Бедняжка! Один среди жестоких, злобных людей. Нежность охватила все существо и мешала дышать.
— Хорошо поешь? Спой мне.
Мальчик снял с плеча ремень лютни, обхватил тонкими пальцами гриф и заиграл. Каждое его движение волновало, Громм до боли в суставах вцепился в стул, на котором сидел. Звучала песня. Незамысловатая нежная мелодия будоражила воображение, простые слова о любви и верности влекли слушателя к певцу с нарастающей силой.
— Уходи, — простонал герцог и вдруг вскричал, как раненый зверь, — вон! Вон отсюда!
Мальчик прервал песню, с достоинством поклонился и вышел. Дивный, чарующий голос еще звучал в комнате:
— Прощайте, ваша светлость, я буду молиться о вас, пока дышу.
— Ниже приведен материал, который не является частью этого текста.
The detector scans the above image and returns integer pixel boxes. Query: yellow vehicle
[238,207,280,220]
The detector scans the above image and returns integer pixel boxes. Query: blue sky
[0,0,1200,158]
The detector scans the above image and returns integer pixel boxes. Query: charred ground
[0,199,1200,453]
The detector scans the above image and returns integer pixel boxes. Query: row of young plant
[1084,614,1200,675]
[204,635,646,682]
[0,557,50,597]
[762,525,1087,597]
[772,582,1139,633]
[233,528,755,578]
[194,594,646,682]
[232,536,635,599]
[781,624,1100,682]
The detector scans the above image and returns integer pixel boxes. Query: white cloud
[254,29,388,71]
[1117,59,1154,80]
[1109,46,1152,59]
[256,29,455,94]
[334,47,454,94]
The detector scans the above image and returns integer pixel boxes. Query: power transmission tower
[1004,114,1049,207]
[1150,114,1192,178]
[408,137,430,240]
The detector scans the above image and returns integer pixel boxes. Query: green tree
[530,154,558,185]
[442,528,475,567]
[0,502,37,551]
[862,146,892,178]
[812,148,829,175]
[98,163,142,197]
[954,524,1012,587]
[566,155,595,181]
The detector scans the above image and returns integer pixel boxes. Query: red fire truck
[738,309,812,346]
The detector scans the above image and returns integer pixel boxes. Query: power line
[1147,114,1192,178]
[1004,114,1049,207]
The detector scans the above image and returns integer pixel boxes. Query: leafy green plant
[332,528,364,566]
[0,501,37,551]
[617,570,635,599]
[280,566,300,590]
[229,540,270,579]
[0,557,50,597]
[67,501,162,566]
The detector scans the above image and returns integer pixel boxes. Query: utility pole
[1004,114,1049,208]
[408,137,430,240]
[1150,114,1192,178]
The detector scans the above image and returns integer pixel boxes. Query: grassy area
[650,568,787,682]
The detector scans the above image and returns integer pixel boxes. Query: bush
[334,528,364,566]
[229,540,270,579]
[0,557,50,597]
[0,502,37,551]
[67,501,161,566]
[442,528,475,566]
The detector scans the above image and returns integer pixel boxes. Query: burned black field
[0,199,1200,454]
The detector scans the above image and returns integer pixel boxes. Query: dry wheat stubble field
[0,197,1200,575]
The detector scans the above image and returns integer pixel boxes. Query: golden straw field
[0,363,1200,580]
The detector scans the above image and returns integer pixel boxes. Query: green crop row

Дверь за обворожительным менестрелем закрылась, время шло, но Громм всем телом ощущал незримое присутствие мальчишки. Как такое могло произойти с неприступным для любовных чар герцогом Эдуаном! Где его самообладание и здравый смысл? Постепенно чувство необъятного счастья и влечения сменилось щемящей тоской. Зачем он выгнал менестреля! Пусть бы жил в замке, развлекал дивным пением хозяина и гостей… Да! Надо вернуть мальчишку.
— Шугэ!
Герцог в нетерпении шагнул к выходу, чтобы поторопить слугу, тот мешкал. Наверное, пошел провожать своего подопечного. Раскрыв дверь, Эдуан убедился, что слуги нет поблизости, и, справляясь с желанием бежать следом, заставил себя вернуться за стол. Бессмысленно перебирая бумаги подрагивающими влажными пальцами, он наткнулся на письмо Грэга Горроу, вскрыл конверт и принялся за чтение. Блуждающие в туманной дали мысли собрал не сразу. Однако дядино послание вернуло племянника к действительности. Граф подробно объяснил, как надо обращаться с присланной колдовской шкатулкой. Оказывается, это вовсе не подарок матушки! Всего лишь бережно хранимое долгие годы лекарство от ледяного сердца. Дядя настойчиво просил Громма, прислушиваясь к доводам разума или советам близких людей, выбрать себе невесту, затем в ее присутствии раскрыть шкатулку. В ней лекарство, оно действует мгновенно: предметом обожания станет та, кого молодой человек увидит первой.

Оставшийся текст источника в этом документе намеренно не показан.